What would real soft power look like? It would look like a film industry that dares to criticise the monarchy, that take a scalpel to the class system, that grapples with the legacy of empire. Instead, we get ‘Enola Holmes 2’ and a collective sigh of self-congratulation. The Daily Mail will hail it as a triumph of British values, forgetting that British values once included hanging men for stealing sheep. The BBC will run a breathless piece on how the film ‘boosts tourism’. It is all so pathetically small-bore, so desperately provincial.
Perhaps I am being too harsh. Perhaps a feel-good film about a resourceful young woman is precisely what a demoralised nation needs. But I cannot escape the feeling that our obsession with this sort of heritage cinema is a form of cultural necrosis. We are not projecting power; we are projecting a fantasy of ourselves. And when the rest of the world looks at us, they do not see a resurgent Britain.
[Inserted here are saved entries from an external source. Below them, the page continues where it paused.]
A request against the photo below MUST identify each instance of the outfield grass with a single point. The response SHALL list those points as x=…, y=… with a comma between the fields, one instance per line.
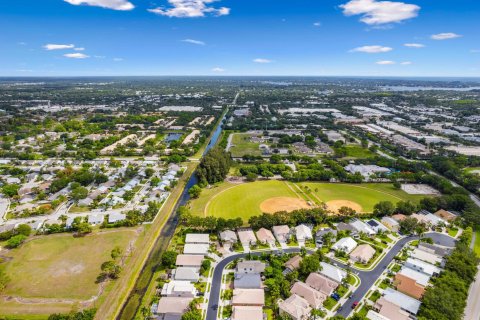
x=241, y=145
x=366, y=194
x=61, y=266
x=229, y=200
x=241, y=200
x=358, y=152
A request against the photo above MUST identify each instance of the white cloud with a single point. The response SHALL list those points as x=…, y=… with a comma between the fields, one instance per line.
x=385, y=62
x=261, y=60
x=122, y=5
x=380, y=12
x=414, y=45
x=76, y=55
x=51, y=46
x=445, y=36
x=193, y=41
x=190, y=9
x=372, y=49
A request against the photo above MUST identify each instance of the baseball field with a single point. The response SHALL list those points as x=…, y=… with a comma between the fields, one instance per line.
x=244, y=200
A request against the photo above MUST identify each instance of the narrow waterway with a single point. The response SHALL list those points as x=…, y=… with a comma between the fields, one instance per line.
x=130, y=308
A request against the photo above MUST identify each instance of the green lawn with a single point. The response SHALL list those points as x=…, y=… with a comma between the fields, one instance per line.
x=241, y=200
x=356, y=151
x=61, y=266
x=365, y=194
x=374, y=296
x=242, y=145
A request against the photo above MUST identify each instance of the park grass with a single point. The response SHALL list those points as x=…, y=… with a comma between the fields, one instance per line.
x=241, y=145
x=366, y=194
x=61, y=266
x=197, y=206
x=230, y=200
x=358, y=152
x=241, y=200
x=472, y=170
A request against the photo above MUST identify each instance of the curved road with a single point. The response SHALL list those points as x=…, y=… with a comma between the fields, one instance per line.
x=368, y=278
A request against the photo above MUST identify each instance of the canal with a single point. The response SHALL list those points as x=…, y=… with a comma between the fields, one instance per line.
x=131, y=307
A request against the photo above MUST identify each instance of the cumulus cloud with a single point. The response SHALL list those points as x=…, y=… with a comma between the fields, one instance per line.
x=122, y=5
x=380, y=12
x=76, y=55
x=445, y=36
x=52, y=46
x=190, y=9
x=372, y=49
x=414, y=45
x=385, y=62
x=261, y=60
x=193, y=41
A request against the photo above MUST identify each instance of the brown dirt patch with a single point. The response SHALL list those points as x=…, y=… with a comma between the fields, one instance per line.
x=277, y=204
x=334, y=205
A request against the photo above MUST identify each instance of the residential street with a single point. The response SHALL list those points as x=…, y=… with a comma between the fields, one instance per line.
x=472, y=311
x=368, y=278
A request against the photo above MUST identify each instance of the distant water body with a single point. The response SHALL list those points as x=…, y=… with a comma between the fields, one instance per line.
x=420, y=88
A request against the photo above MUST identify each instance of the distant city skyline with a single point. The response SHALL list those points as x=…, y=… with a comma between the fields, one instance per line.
x=411, y=38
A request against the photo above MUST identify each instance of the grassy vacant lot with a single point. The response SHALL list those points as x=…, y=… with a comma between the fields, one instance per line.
x=243, y=200
x=365, y=194
x=53, y=273
x=241, y=145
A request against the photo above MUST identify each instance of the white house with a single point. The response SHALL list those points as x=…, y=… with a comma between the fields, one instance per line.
x=345, y=244
x=302, y=232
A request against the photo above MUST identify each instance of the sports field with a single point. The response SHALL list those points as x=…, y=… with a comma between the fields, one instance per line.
x=53, y=273
x=229, y=200
x=242, y=145
x=364, y=195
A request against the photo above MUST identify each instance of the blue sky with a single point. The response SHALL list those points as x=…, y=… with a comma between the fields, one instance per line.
x=240, y=37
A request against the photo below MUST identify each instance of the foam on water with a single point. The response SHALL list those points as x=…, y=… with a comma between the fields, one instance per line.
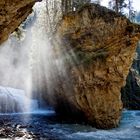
x=15, y=100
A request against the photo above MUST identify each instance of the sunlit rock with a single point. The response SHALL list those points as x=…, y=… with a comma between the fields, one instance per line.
x=104, y=45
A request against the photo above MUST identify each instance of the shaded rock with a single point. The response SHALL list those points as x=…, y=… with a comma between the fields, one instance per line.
x=104, y=45
x=131, y=91
x=12, y=14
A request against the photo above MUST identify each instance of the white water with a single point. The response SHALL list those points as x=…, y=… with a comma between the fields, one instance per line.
x=28, y=65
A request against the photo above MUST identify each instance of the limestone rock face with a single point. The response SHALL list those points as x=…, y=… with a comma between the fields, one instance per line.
x=12, y=13
x=104, y=45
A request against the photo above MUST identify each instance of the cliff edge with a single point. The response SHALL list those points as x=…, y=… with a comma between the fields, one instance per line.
x=104, y=44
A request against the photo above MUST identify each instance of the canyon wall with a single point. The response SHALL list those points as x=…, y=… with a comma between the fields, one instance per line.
x=12, y=14
x=104, y=46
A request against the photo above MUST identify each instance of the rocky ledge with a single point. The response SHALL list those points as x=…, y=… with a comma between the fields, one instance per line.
x=12, y=14
x=102, y=45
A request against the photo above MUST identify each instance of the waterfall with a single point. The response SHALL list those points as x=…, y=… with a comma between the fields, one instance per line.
x=30, y=65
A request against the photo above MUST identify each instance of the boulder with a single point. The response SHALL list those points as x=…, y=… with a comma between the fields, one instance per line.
x=102, y=46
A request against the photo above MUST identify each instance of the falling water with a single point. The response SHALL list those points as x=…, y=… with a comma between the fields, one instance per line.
x=29, y=65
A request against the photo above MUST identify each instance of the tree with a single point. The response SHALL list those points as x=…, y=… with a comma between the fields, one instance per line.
x=117, y=5
x=131, y=10
x=138, y=17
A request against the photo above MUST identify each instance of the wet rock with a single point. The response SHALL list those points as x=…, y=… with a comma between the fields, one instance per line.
x=98, y=37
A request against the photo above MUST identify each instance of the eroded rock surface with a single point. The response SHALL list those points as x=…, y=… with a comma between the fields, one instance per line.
x=104, y=45
x=12, y=13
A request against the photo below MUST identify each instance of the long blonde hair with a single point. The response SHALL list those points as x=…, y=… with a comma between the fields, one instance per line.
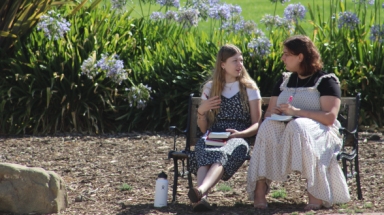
x=218, y=80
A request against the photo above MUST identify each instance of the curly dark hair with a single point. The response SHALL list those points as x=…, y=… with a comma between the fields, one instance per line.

They see a museum that has forgotten it is a museum, populated by actors in corsets, trying to sell them streaming subscriptions.
There is a memorable line in ‘The Third Man’: ‘In Italy, for thirty years under the Borgias, they had warfare, terror, murder, bloodshed – they produced Michelangelo, Leonardo da Vinci, and the Renaissance. In Switzerland, they had brotherly love, five hundred years of democracy and peace — and what did that produce? The cuckoo clock.’ What does modern Britain produce? Enola Holmes. I rest my case.